Michèle Ouimet en reportage pour La Presse.

J’ai beau avoir été journaliste pendant 45 ans, je n’ai jamais été grand reporter. Tant s’en faut ! À vrai dire, j’ai fait peu de reportages et quand j’en ai fait, c’était plutôt pépère. Du moins si l’on compare mes petites tribulations à la vie des correspondants de guerre, tels qu’on peut les voir, par exemple, dans « Sympathie pour le diable », un film consacré à Paul Marchand, ce journaliste français qui a suivi pendant plusieurs années les guerres civiles du Liban et de la Bosnie.

Pour l’essentiel, j’ai fait ma carrière dans le confort du pupitre, où le pire risque qu’on court, c’est de se faire engueuler par un reporter pour un titre. Au total, je suis sorti deux fois du Québec pour les besoins du métier. La première fois, c’était pour couvrir le Festival du cinéma francophone à Dinard, où je suis descendu dans un hôtel cossu dont le restaurant était digne du Guide Michelin. La seconde, c’était pour la couverture du tournoi de Roland-Garros, où l’on vous traite aux petits oignons. On est à Paris, après tout !

Bien sûr, dans de tels événements, les journées de travail sont longues ; il faut avoir l’étoffe du marathonien. Mais on ne couche pas sous la tente, sur un matelas dur, entouré de souris ou de moustiques. On n’est pas condamné au jeûne ou nourri de plats infects. On n’a pas besoin d’un somnifère pour dormir la nuit, car on a ingurgité suffisamment de vin rouge. On ne va pas dans des chiottes, mais dans des toilettes en marbre. On n’est pas obligé de compter sur la Croix-Rouge pour rentrer au pays. On ne porte jamais de gilet pare-balles. On ne risque pas d’être emprisonné par les talibans ou les mollahs, arrêté par des policiers brutaux et corrompus, menacé par des extrémistes religieux ou par des groupes armés violents. On ne craint jamais pour sa vie.

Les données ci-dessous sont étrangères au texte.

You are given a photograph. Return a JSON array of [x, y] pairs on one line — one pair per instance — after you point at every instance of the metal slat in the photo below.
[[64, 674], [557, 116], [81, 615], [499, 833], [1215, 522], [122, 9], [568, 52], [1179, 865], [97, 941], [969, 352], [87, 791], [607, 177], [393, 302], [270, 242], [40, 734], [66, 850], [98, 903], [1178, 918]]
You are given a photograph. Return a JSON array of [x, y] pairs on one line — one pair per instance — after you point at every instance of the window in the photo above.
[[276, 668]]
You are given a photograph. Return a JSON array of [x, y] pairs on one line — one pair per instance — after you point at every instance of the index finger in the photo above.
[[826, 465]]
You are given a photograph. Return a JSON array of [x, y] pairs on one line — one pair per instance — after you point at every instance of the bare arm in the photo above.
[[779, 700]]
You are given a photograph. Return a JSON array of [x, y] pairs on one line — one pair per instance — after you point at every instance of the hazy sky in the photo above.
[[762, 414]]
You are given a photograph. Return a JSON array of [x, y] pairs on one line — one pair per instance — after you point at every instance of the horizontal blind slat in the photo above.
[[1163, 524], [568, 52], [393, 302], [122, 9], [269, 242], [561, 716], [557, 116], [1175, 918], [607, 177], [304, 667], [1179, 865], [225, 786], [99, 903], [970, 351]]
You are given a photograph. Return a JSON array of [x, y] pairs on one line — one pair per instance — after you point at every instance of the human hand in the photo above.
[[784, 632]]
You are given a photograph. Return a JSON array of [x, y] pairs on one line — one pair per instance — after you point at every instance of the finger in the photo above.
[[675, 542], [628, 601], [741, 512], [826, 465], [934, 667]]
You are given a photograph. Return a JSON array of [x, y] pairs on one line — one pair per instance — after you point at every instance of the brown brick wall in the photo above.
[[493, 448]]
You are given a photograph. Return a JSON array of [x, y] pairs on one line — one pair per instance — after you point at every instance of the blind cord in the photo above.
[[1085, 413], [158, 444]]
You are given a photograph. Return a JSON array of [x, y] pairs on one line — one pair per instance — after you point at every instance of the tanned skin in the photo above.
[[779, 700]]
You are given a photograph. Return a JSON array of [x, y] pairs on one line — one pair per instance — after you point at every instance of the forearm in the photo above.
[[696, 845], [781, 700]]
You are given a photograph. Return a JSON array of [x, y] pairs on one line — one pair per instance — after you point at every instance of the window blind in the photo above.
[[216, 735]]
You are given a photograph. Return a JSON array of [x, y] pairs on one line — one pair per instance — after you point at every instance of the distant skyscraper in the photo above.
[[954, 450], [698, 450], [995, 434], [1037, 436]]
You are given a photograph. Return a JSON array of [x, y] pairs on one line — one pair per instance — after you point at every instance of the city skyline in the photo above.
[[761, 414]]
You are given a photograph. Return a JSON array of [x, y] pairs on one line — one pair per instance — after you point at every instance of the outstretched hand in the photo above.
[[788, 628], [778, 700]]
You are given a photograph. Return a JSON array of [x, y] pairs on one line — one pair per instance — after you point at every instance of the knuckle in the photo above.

Tout au plus s’inquiète-t-on parfois pour sa réputation.

Tout ceci pour dire toute mon admiration pour les reporters et photographes de guerre en général et pour Michèle Ouimet en particulier, qui vient de publier « Partir pour raconter », chez Boréal. Pendant 25 ans, mon ex-collègue a souvent laissé sa fille Sophie et son compagnon André à Montréal pour aller témoigner de guerres, de révolutions, de génocides ou de désastres aux quatre coins du globe.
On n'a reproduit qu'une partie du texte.